Business Services Industry

On The Runway

Entrepreneur, Dec, 2000 by Mike Hogan

USB is already present on 99 percent of new PCs shipped, according to Cabners In-Stat Group, and peripherals-makers are starting to catch up. In-Stat sees USB peripheral shipments increasing 141 percent this year. When an updated version of the USB specification ships next year, adds Whalley, it will have 40 times the current capacity and be able to handle dozens of connections simultaneously.

Also significant are LANs for resource sharing in small and home offices. All Intel's concept PCs have built-in Ethernet adaptors for access to resources distributed over a LAN or the Internet. This coming year, Bluetooth add-ons using USB ports will add wireless connectivity for devices within a 30-foot radius, says Whalley, followed by Bluetooth on motherboards in 2002.

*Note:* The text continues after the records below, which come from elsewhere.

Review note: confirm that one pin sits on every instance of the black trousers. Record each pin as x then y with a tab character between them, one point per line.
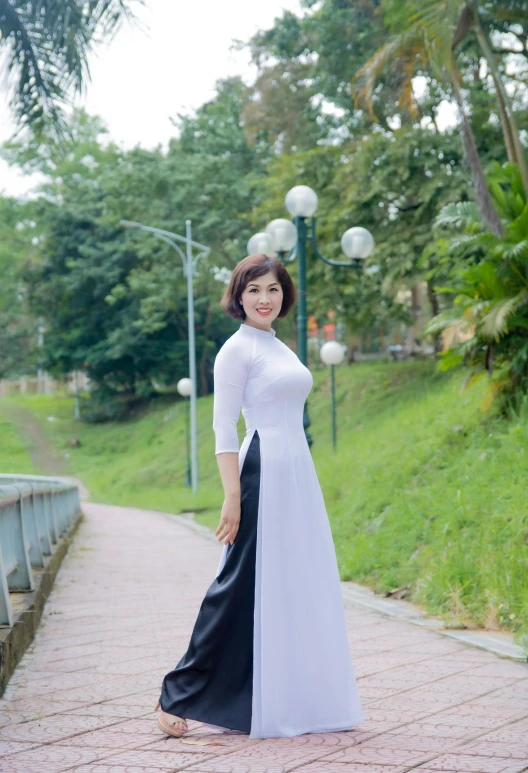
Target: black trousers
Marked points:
213	682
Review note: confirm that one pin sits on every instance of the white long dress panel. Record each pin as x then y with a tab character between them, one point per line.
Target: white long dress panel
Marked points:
303	678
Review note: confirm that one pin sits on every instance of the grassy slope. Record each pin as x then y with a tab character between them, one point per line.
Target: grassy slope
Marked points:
14	456
427	488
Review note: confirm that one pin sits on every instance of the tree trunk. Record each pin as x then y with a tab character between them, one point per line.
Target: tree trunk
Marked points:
482	194
503	99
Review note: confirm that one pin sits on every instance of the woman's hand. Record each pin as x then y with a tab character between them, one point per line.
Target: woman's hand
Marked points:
229	520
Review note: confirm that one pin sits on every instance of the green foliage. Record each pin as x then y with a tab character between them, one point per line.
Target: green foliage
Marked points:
46	45
426	490
18	327
488	323
14	456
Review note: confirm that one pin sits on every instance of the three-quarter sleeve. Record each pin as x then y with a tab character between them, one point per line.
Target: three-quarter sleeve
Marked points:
231	370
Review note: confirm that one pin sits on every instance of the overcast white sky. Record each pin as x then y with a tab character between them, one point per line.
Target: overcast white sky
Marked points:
166	65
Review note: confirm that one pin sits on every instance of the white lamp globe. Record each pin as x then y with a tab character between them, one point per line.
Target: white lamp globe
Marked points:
184	387
261	244
357	243
301	201
282	233
332	353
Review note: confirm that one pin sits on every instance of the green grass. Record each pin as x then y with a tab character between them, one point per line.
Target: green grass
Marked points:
427	488
14	456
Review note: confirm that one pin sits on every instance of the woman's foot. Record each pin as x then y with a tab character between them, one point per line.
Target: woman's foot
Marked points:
170	724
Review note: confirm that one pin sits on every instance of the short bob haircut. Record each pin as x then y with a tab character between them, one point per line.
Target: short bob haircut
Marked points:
244	273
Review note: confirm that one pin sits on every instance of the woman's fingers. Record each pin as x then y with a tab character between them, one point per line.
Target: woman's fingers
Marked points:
226	532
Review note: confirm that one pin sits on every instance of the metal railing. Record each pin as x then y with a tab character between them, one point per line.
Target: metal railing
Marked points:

Another challenge: minimizing heat and noise in a PC while downsizing its footprint and upping its processing power. Intel has improved its power management and heat dissipation techniques in its concept PCs; it started by taking the AC power supply entirely out of the PC and making it an external "brick" like those used for portables. Then it added smaller, quieter fans and, says Whalley, "moved around a lot of things to remove heat passively using the chimney effect."

Air flow is helped by replacing ISA add-in card slots with new, low-profile, plug-and-play PCI bus slots. Plug-and-play hasn't always worked as advertised, but your experience is due to improve, says Whalley, as peripheral driver writers focus on this new PCI standard.

He also predicts delivery on another unfulfilled promise--the Instant On PC. Waking up a "sleeping" PC has been enough hassle that many users just leave their PCs running all the time or shut them down completely, he says. Suspend-and-resume will work better in future PC models, says Whalley, because of greater cooperation among chipset-, BIOS- and OS-makers on the ACPI 2.0 specification. Whalley adds that vendors also have worked together to reduce those long cold-boot and shutdown times to less than 30 seconds.

SHOPPING TIPS

The savings on a great price can be quickly lost if your vendor doesn't offer ways to reduce your after-sale maintenance costs, warns Margevicius. Gartner figures the cost of maintaining a Windows desktop at around $10,000 per year--mostly soft dollars paid in labor and lost productivity. Gartner counsels corporate clients to cut time lost to PC support by buying systems from longstanding vendors who promise component compatibility for the life of that model. Vendor software should let you inventory, troubleshoot and update software and drivers remotely over a LAN or the Internet. (The new technology initiatives help.)

Corporate purchasing managers are counseled to buy the most advanced PCs they can afford. But cash-strapped entrepreneurs can find the same innovations in low-end PCs. "The low end has a lot of computing power now," says Margevicius. "Even the cheapest PCs these days are powerful enough for 75 to 80 percent of office productivity workers."